Latency Scales With Sequential Depth, Not Total Calls

An agent that makes 10 parallel tool calls in one round trip is much faster than one that makes 10 sequential calls. The key metric is the depth of the dependency chain — how many rounds of model inference plus tool execution must complete before the final answer. Minimize sequential depth to minimize latency.

An agent needs to: (1) fetch a user's account balance, (2) fetch the current price of a stock the user wants to buy, and (3) determine whether the user can afford 10 shares. In what order must these tool calls happen?

A developer's agent works correctly in testing but returns stale data in production. They discover the model is sometimes skipping tool calls and answering from its training knowledge.
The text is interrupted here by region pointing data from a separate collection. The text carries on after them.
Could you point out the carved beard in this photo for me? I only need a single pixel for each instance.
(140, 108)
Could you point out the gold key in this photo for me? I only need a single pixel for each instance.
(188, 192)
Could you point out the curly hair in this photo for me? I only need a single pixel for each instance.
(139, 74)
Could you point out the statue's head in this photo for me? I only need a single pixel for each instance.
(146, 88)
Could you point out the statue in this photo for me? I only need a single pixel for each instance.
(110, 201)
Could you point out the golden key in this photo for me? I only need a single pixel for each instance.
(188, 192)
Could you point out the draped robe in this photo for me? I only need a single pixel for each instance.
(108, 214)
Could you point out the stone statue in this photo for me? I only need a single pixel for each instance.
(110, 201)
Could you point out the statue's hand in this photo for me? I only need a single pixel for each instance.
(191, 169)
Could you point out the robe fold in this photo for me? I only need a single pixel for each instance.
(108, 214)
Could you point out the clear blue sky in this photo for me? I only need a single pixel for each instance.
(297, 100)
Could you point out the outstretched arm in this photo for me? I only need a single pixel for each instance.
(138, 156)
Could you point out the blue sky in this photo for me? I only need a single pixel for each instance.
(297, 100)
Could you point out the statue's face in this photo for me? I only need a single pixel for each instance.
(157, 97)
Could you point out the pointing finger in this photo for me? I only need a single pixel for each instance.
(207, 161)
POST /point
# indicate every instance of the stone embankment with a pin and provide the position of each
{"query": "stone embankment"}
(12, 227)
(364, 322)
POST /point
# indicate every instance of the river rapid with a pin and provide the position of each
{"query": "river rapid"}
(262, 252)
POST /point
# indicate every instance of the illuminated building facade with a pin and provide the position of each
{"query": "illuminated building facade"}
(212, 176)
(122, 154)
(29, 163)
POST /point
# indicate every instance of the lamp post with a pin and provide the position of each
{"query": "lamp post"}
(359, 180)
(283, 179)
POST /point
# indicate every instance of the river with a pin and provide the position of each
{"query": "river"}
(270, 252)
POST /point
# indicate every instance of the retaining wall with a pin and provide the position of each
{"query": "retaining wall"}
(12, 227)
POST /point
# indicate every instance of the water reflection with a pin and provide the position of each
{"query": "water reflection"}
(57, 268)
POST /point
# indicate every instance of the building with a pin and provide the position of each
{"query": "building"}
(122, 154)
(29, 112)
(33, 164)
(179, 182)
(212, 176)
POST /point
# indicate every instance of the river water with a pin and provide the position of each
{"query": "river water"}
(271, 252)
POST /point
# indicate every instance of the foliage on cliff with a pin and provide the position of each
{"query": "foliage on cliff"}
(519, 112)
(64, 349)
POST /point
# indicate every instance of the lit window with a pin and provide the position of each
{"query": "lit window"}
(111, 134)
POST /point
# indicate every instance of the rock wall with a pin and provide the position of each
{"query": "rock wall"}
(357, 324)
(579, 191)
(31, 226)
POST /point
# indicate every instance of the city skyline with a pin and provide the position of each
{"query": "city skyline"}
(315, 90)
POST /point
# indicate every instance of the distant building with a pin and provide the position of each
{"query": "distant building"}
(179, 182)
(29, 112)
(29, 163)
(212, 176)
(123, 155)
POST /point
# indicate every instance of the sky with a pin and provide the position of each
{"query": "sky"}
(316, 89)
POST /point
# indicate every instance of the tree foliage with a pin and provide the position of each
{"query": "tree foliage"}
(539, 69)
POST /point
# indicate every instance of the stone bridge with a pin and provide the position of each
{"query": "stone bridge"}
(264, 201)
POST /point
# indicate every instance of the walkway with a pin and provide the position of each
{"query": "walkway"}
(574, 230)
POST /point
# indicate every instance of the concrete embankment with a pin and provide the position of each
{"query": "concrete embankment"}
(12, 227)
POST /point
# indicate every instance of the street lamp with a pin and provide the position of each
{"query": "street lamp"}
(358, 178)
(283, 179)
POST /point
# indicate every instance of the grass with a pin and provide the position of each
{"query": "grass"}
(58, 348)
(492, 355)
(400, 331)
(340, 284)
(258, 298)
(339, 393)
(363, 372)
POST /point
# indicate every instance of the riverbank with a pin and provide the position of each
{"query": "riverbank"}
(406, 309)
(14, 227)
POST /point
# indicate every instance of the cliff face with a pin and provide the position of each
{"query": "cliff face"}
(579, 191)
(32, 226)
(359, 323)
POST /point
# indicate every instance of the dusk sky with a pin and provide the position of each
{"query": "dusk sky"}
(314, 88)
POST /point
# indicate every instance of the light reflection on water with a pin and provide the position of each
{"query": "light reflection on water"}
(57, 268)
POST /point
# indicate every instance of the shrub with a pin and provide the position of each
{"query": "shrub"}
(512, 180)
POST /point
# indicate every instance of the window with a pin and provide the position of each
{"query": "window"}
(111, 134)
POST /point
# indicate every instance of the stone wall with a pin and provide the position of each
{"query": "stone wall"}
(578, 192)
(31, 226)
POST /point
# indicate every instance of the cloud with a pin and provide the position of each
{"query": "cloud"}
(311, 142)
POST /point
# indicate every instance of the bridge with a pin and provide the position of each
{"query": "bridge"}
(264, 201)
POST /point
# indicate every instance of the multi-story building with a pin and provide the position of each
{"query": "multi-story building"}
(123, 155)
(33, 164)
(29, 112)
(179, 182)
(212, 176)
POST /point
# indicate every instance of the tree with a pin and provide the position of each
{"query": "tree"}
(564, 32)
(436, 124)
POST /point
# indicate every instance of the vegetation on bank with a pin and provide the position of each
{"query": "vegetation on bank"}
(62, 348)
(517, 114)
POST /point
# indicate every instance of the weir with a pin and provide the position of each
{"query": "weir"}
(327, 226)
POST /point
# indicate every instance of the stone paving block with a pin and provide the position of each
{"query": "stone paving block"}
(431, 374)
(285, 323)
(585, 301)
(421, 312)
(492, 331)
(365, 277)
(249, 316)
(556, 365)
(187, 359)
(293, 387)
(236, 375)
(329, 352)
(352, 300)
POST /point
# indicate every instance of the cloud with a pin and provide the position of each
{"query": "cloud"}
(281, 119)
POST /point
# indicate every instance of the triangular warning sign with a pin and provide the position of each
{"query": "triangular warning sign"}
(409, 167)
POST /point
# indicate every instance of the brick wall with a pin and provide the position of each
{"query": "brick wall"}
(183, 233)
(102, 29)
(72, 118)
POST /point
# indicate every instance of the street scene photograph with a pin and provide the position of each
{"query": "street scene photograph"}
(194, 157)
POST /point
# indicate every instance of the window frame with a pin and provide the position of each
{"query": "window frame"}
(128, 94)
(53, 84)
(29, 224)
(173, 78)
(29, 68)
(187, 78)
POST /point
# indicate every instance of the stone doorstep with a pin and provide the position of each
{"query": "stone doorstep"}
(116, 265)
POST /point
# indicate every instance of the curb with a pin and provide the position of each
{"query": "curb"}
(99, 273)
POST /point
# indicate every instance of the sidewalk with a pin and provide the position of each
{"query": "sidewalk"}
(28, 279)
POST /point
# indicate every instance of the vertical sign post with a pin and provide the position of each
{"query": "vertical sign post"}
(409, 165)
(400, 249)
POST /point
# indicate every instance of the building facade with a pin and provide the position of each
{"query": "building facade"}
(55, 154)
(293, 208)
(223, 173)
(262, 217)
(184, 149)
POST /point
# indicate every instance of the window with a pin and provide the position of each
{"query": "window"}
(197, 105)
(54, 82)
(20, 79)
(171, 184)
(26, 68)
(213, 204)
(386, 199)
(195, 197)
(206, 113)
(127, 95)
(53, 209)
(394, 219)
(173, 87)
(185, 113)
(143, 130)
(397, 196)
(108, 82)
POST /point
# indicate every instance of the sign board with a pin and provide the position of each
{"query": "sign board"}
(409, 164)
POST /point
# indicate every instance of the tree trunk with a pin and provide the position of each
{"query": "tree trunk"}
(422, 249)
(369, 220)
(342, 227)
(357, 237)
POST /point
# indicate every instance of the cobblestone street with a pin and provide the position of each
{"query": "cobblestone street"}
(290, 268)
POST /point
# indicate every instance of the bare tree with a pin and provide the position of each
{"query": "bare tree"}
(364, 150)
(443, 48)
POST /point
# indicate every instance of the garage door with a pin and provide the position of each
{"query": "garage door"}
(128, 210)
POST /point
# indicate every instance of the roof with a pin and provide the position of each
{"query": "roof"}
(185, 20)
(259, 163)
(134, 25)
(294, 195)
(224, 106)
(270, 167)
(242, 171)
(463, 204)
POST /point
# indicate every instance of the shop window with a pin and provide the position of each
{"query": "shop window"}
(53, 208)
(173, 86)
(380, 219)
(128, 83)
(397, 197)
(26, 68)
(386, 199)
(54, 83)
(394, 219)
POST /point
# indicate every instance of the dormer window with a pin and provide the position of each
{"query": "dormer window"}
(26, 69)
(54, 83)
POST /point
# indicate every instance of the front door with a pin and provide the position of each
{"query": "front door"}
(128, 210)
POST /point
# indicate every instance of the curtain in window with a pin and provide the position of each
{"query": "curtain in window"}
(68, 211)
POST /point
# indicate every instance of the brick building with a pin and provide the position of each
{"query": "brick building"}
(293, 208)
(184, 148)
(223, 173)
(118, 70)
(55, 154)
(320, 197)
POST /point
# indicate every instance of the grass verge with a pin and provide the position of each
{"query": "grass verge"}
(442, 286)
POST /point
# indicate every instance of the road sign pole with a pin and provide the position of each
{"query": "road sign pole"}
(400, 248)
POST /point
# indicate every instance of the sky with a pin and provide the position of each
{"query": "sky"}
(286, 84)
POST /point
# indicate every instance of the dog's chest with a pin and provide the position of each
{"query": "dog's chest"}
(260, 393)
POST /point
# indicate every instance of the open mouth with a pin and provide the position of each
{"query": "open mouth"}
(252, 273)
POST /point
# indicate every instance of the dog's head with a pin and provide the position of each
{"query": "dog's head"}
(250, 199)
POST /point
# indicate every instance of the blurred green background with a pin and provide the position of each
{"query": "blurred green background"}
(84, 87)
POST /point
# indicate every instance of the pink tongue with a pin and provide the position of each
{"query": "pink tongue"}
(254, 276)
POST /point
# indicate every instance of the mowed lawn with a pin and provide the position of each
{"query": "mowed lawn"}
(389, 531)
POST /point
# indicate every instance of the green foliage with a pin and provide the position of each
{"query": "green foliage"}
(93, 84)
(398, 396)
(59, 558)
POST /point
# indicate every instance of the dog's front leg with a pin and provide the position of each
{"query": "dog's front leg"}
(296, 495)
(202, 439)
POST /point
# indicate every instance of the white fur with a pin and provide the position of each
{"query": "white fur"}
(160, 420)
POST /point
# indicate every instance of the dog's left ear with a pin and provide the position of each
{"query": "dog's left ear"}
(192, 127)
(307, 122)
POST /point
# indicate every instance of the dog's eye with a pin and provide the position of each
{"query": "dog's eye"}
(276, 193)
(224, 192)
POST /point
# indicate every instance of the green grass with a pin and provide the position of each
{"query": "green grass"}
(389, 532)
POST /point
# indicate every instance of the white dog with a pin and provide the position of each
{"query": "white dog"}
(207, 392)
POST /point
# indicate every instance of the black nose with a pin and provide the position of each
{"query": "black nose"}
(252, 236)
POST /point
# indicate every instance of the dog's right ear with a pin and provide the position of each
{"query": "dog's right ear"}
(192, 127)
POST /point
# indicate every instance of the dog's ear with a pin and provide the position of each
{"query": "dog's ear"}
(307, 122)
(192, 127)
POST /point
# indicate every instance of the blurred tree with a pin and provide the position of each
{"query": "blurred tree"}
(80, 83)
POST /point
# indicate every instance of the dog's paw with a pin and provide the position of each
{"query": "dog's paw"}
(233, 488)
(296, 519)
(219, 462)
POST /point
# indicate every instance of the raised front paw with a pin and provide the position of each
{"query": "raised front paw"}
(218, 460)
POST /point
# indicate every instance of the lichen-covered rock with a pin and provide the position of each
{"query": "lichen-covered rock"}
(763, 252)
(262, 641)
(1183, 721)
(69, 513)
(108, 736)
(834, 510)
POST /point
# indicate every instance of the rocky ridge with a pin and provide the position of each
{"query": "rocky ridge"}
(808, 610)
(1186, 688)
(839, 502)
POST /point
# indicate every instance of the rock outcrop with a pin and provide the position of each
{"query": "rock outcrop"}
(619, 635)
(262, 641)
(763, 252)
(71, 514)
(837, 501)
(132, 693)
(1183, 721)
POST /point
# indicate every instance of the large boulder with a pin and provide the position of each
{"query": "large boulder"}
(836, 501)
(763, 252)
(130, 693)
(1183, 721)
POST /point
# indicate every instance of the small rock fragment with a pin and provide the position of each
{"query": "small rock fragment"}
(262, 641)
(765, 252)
What is the most likely cause?

Map a Multi-Step Tool Chain

  1. Scenario: You are designing an AI agent that helps a logistics manager answer: 'How many of our delivery trucks are currently more than 30 minutes behind schedule, and what is the weather at their current locations?'
  2. You have access to three tools:
  3. - get_truck_statuses() → returns a list of all trucks with current position and schedule deviation in minutes
  4. - get_weather_by_coordinates(lat, lon) → returns current weather for a GPS location
  5. - calculate_eta_adjustment(weather_conditions, speed_mph) → returns estimated delay in minutes
  6. Step 1: Identify which tool calls are required and what arguments each needs.
  7. Step 2: Draw (or describe) the dependency graph: which calls depend on the outputs of other calls?
  8. Step 3: Label which calls can be parallelized and which must be sequential.
  9. Step 4: Estimate how many sequential 'rounds' of tool calls the agent needs before it has all the information for its final answer.
  10. Step 5: Identify one potential failure point in this chain and describe how the executor should handle it.
  11. Goal: develop the habit of reasoning about tool chains as dependency graphs before building them.